En outre, tous les magistrats se partagent la responsabilité de lutter contre la corruption et toutes les pratiques portant atteinte à la déontologie judiciaire et aux principes de la justice ; cela dit, les Conseillers en déontologie sont responsables de la garantie de l’indépendance de la justice et de la protection et de la probité des tribunaux et doivent se comporter en tout temps comme la conscience tutrice et gardienne de ces valeurs et principes, ainsi que de doter les juges de l’orientation adéquate sur la manière d’agir face aux problématiques déontologiques, en plus de les aider, de les conseiller et de les encourager à se dépasser pour être à même de relever les défis auxquels ils feront face en étant au service de la justice et des justiciables, et doivent s’assimiler aux parents qui conseillent leurs enfants et les guident sur les voies de la vertu avec sagesse, respect et calme. Cela dit, les parents peuvent parfois être amenés à prendre des mesures punitives ou privatives à l’encontre de leurs enfants pour parfaire leur éducation et c’est là le rôle disciplinaire par lequel contribuent les responsables judiciaires qui constitue en outre pour eux un devoir et un engagement légal et éthique.
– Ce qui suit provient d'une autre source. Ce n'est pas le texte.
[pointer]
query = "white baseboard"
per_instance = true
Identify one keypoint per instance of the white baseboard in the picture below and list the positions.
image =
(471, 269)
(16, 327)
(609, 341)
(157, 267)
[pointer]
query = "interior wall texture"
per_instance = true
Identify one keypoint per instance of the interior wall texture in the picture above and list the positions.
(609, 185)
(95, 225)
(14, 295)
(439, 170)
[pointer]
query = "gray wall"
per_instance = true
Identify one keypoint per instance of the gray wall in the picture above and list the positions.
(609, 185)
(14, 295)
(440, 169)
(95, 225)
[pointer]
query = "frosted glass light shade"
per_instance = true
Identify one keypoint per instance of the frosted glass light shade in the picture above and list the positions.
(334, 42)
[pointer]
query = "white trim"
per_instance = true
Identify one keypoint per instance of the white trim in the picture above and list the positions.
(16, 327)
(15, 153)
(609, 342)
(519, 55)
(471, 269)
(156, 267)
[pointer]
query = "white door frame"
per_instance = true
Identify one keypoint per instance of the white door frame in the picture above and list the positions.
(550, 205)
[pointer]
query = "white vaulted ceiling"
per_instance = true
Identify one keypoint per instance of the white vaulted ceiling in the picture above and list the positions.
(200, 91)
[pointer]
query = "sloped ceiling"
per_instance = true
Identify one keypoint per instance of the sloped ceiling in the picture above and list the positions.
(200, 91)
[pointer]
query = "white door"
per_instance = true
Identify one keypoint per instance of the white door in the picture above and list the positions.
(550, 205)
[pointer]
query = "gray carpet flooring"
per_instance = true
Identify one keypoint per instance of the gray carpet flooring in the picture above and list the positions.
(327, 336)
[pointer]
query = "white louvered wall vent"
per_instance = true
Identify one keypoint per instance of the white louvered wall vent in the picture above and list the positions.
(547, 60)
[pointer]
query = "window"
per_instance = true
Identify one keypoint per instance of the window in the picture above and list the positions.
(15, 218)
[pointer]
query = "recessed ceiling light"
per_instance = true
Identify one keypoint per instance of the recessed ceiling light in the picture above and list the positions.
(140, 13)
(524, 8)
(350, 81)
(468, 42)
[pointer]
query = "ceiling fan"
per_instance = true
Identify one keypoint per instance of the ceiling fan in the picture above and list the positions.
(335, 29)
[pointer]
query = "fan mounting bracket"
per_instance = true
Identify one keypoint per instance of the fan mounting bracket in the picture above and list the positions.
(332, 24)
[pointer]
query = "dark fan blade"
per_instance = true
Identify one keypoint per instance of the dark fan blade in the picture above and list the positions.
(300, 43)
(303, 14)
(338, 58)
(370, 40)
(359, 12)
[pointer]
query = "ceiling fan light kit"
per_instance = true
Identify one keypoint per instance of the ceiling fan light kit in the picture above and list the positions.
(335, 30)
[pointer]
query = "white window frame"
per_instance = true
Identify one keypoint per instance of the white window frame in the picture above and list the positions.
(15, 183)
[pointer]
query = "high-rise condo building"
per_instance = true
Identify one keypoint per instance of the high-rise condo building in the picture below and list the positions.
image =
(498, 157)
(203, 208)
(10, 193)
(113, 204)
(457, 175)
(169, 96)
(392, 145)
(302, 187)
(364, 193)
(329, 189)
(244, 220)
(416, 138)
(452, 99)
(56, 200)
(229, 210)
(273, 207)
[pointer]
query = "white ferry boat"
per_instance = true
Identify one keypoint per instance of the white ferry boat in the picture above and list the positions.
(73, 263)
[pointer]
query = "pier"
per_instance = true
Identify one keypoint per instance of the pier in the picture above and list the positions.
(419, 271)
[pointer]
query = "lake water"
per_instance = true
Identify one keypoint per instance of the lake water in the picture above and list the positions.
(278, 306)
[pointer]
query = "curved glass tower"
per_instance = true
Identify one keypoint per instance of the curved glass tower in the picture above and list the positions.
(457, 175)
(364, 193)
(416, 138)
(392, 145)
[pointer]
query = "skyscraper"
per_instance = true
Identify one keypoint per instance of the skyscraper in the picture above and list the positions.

Ce qui fait l’importance de votre mission de Conseillers en déontologie judiciaire et votre rôle stratégique, profond qui ne se limite pas seulement dans la grandeur de la responsabilité qui vous incombe d’encadrer les magistrats et d’assurer leur suivi dans l’imprégnation et l’attachement aux nobles valeurs judiciaires, mais réside également dans ce qui est attendu de vous, quant au rôle que vous jouez dans le changement de certaines fausses conceptions qu’a la société sur la justice et cela est subordonné à l’instauration d’une prise de conscience judiciaire collective, fondée sur la conscience professionnelle responsable, et que le responsable en déontologie s’acquitte de son rôle en donnant l’exemple et en appliquant les valeurs judiciaires les plus nobles dans son comportement professionnel et personnel, tels que la probité, l’intégrité, la bienveillance et l’indulgence dans la parole, ainsi que la politesse dans la présentation de conseils et d’avis déontologique, afin que les juges se confient à lui à propos de tout ce qui les préoccupent sur le plan professionnel ou personnel au lieu de le dissimuler jusqu’à ce qu’il prenne de l’ampleur et constitue un danger pour lui et pour la dignité de sa profession.

D’autre part, la proximité avec le juge et la prise de connaissance de sa vie professionnelle et sociale, ses conditions de vie et les problèmes qu’il rencontre, dans le cadre de ce qui est permis par la loi et les us et les coutumes de la profession, est vivement recommandé pour pouvoir pressentir les dangers qui planent autour de lui avant qu’ils ne se concrétisent. N’oubliez donc pas que vous êtes tenus de leur signifier une attention presque paternelle qui doit être exercée avec délicatesse pour aboutir à un résultat.

Il n’y a nul doute qu’il s’agit d’un chantier pénible, complexe et long dans lequel s’entremêlent le côté professionnel et humain, mais grâce à la volonté et à la détermination qui animent le Conseil Supérieur du Pouvoir Judiciaire d’un côté, et les responsables judiciaires et les magistrats et associations professionnelles de l’autre, nous œuvrerons à poursuivre sur ce chantier, tous ensemble, avec constance et résignation pour que se réalisent ses objectifs et que se réalisent in fine les attentes de Sa Majesté le Roi s’agissant de la moralisation de la Justice, et que soit garantie la dignité des magistrats et la confiance de la société en la Justice.

Bon courage à tous ;

Wa assalamou alaykoum wa rahmatou Allah.